Excessive consumption of western diet (WD) induces obesity, resulting in cardiac dysfunction. Voluntary exercise ameliorates WD-induced obesity, but its effect on cardiac dysfunction remains unclear. Recent evidence suggests that elevated trimethylamine N-oxide (TMAO), a gut microbe-derived metabolite, can impair cardiac function in WD-induced obesity. We hypothesized that cardiac dysfunction in WD-induced obesity would be prevented by voluntary exercise but abolished by TMAO supplementation. Male CD1 mice fed a WD were assigned to sedentary, exercise or exercise with TMAO treatment for 8 weeks. Male CD1 mice fed a normal diet (ND) for 8 weeks were assigned to sedentary (control). Compared with ND-sedentary mice, WD-sedentary mice gained significantly more body weight and displayed metabolic abnormalities at the end of the experiment. Echocardiography showed significantly impaired cardiac systolic and diastolic function in WD-induced obese mice. Voluntary exercise partially attenuated weight gain and metabolic disorders, but completely prevented cardiac dysfunction in WD-induced obese mice.

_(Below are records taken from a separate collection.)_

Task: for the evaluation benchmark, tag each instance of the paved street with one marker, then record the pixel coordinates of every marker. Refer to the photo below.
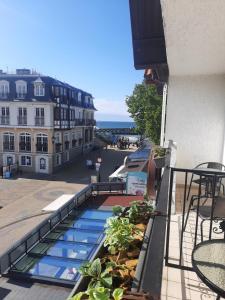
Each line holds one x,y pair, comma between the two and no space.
22,199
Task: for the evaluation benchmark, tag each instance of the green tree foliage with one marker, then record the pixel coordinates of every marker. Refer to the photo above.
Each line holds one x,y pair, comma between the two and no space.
145,107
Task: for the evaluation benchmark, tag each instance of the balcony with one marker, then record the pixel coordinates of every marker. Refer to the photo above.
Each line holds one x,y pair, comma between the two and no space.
58,147
42,148
40,121
4,120
25,147
90,122
4,95
80,122
22,120
8,146
21,95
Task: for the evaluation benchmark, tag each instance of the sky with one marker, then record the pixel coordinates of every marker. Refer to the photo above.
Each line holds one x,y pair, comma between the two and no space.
86,43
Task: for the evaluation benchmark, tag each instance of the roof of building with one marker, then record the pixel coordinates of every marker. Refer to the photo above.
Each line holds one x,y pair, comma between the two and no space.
32,78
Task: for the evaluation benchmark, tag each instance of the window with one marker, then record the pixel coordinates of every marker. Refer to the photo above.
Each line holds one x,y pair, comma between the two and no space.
62,114
4,116
9,160
4,89
22,116
8,141
21,89
40,116
39,87
42,143
56,114
79,97
42,164
25,160
25,142
74,141
66,141
39,90
56,91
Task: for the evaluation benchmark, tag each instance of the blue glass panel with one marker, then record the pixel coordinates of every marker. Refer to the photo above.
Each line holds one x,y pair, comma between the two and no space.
85,224
89,224
76,235
71,250
96,214
56,268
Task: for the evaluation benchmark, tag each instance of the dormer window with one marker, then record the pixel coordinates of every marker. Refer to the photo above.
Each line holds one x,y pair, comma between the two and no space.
39,87
4,89
79,97
21,89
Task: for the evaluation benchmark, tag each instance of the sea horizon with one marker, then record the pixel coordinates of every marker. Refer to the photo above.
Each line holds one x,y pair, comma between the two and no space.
115,124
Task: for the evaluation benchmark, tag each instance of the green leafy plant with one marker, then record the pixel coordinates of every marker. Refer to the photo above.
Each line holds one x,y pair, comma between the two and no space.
98,277
140,211
99,293
117,210
119,235
159,152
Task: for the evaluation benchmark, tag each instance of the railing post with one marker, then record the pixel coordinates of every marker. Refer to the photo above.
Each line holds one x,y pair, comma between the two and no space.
169,216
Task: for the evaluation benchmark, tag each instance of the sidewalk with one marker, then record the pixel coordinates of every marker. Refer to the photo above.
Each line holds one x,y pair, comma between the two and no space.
23,198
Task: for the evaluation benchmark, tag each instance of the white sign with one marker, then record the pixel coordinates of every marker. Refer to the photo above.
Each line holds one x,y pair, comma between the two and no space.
136,183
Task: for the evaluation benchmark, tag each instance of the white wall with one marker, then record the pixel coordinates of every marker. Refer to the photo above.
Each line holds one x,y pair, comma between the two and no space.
195,118
31,113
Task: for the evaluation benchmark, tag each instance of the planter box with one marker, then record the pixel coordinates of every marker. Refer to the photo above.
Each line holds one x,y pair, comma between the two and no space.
160,162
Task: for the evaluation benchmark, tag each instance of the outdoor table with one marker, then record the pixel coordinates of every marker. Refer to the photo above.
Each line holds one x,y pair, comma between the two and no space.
210,174
208,260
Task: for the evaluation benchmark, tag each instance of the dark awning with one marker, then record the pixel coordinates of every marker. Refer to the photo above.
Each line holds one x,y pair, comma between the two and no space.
148,36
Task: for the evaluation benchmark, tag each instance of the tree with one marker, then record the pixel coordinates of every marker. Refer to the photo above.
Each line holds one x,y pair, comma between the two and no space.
145,107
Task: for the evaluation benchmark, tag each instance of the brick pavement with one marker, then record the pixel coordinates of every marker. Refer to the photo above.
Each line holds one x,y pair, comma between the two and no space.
24,198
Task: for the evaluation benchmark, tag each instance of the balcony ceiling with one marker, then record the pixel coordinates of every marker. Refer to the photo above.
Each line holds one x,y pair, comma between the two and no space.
195,36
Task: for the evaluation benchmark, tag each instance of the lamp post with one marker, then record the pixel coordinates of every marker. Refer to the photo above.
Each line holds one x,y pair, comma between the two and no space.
97,167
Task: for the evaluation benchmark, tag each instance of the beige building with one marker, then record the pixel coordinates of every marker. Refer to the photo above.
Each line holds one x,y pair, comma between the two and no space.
44,123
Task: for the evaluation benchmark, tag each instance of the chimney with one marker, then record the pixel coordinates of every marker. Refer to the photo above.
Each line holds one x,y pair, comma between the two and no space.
22,71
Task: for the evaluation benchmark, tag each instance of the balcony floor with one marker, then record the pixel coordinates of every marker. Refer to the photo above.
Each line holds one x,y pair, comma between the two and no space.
180,284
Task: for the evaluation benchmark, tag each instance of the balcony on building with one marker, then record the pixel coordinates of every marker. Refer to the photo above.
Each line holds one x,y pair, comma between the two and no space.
21,95
4,120
39,121
8,146
42,147
25,147
58,147
22,120
90,122
4,95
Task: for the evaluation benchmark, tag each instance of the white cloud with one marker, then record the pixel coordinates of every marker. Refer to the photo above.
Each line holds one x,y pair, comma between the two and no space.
111,110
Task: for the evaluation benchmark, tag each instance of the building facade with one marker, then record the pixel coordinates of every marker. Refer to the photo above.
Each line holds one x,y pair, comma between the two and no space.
189,55
44,123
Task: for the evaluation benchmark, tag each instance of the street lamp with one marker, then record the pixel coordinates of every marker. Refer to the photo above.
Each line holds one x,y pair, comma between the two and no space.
97,167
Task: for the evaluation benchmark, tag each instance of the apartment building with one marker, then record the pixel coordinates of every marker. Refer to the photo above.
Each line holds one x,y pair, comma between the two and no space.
44,123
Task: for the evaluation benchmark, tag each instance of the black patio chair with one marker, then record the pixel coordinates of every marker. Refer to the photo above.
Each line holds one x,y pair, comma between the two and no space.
206,184
216,212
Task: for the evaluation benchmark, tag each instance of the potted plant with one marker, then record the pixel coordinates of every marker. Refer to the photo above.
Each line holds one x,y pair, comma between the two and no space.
159,157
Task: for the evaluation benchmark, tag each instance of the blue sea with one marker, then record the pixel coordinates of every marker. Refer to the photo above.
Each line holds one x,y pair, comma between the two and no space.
114,124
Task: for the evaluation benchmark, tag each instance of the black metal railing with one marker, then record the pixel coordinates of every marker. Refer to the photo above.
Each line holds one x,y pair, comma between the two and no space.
21,95
192,197
39,121
151,275
42,147
22,247
25,147
8,146
4,95
22,120
58,147
4,120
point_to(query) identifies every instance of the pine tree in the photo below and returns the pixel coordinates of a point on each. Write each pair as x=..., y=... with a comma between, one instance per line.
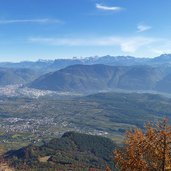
x=146, y=151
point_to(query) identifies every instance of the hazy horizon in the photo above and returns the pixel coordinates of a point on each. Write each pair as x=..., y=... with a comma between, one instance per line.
x=57, y=29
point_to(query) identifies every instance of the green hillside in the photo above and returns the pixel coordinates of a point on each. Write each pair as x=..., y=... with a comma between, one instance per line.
x=72, y=151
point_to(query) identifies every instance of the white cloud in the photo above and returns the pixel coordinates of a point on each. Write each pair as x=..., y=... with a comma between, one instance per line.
x=38, y=21
x=142, y=27
x=108, y=8
x=127, y=45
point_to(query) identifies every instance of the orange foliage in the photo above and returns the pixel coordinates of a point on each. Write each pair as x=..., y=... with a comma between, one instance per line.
x=146, y=151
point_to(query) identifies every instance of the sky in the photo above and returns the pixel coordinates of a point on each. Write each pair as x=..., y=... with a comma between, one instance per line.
x=52, y=29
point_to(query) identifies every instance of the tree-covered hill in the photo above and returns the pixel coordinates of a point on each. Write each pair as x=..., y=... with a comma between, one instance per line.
x=72, y=151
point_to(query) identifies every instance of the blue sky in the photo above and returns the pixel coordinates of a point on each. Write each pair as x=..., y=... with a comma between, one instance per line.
x=50, y=29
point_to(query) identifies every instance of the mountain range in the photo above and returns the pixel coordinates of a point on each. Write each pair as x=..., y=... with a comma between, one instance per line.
x=53, y=65
x=96, y=78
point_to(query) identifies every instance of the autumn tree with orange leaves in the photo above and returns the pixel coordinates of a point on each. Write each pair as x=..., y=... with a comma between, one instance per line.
x=148, y=150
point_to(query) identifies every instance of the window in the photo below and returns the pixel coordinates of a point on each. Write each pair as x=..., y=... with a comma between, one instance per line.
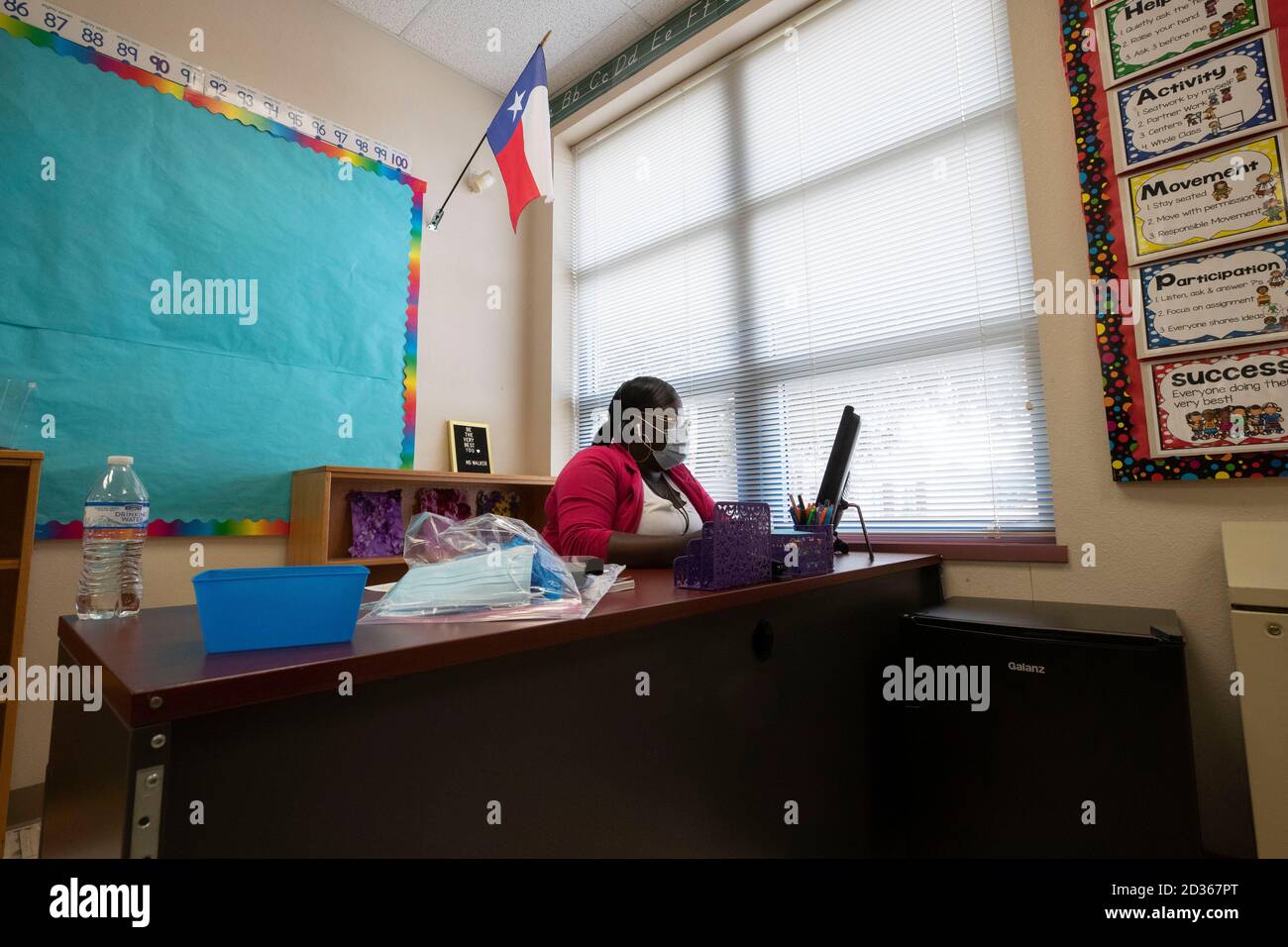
x=812, y=223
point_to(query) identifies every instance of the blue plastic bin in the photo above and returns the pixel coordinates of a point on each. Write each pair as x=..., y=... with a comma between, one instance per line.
x=246, y=609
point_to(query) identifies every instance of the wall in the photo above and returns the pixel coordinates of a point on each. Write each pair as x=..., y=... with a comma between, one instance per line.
x=333, y=63
x=1155, y=544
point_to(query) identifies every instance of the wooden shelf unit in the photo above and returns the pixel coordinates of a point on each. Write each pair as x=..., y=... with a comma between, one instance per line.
x=322, y=525
x=20, y=482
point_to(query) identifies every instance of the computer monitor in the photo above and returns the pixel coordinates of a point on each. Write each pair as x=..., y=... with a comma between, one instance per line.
x=835, y=476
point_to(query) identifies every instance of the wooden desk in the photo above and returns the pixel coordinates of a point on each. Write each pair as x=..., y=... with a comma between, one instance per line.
x=756, y=696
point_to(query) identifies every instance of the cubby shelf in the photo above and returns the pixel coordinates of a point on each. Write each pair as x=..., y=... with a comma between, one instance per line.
x=322, y=527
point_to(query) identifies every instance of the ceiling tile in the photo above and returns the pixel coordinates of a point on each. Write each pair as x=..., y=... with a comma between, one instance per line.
x=456, y=33
x=657, y=12
x=606, y=44
x=391, y=14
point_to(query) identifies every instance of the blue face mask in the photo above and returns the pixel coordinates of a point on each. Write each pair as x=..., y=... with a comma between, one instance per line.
x=483, y=579
x=675, y=450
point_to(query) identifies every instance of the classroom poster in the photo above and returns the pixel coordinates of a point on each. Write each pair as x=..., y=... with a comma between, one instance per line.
x=1218, y=198
x=1228, y=93
x=1197, y=303
x=1136, y=35
x=1219, y=405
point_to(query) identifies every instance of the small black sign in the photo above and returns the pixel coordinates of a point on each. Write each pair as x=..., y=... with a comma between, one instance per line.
x=468, y=446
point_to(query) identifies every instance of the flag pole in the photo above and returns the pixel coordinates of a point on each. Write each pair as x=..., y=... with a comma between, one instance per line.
x=438, y=214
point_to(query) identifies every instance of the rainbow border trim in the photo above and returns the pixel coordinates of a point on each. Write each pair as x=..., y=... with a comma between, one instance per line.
x=1119, y=367
x=252, y=527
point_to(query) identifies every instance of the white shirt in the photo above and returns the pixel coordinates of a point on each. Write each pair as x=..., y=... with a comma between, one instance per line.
x=661, y=517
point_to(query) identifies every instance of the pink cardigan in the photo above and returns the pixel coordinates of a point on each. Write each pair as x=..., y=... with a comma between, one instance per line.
x=599, y=492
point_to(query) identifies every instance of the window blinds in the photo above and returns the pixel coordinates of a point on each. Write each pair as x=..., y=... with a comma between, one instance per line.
x=832, y=217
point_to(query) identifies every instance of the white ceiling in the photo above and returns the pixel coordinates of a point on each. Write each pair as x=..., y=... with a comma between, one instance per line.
x=584, y=33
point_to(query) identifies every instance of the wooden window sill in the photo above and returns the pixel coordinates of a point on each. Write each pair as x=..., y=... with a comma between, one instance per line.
x=967, y=549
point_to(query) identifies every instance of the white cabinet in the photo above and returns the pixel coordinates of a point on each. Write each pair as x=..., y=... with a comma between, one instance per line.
x=1256, y=567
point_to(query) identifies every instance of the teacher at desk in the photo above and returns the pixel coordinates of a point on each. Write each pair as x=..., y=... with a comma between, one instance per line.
x=629, y=497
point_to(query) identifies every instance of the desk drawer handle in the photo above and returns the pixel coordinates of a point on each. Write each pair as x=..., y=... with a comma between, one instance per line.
x=763, y=641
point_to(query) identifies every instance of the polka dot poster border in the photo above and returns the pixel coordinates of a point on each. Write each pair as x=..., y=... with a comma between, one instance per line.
x=1119, y=368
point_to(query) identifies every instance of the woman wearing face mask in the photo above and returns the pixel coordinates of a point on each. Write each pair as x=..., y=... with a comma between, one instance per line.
x=629, y=497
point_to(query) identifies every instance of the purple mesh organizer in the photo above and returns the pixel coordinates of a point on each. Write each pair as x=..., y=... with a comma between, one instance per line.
x=732, y=551
x=814, y=552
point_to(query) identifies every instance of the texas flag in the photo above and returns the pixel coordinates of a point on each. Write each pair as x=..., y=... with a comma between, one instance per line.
x=519, y=137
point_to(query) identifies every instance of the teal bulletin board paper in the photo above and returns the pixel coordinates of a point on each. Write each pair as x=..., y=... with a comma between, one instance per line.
x=215, y=412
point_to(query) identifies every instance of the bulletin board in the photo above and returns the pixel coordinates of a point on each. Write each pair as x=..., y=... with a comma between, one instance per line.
x=205, y=289
x=1179, y=116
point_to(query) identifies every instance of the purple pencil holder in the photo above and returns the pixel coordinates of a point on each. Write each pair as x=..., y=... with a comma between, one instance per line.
x=814, y=553
x=732, y=551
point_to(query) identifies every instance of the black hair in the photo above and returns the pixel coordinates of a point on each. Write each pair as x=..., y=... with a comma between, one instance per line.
x=640, y=393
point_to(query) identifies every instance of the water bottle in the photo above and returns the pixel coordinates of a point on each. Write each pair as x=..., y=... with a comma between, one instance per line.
x=116, y=521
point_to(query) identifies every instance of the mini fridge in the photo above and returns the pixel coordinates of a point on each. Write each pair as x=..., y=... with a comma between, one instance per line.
x=1083, y=750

Molecular studies revealed that WD-sedentary mice had elevated plasma TMAO levels, along with increased myocardial inflammation and fibrosis, all of which were inhibited by voluntary exercise. Of note, concomitant administration of TMAO had no effects on body weight and metabolic disorders, but it abolished the beneficial effects of voluntary exercise on cardiac dysfunction, myocardial inflammation, and fibrosis in WD-induced obese mice. The results suggest that voluntary exercise prevents cardiac dysfunction in WD-induced obesity by inhibiting myocardial inflammation and fibrosis. Moreover, the cardioprotective effects of voluntary exercise in WD-induced obesity can be abolished by TMAO supplementation, which abrogates voluntary exercise-induced changes in myocardial inflammation and fibrosis.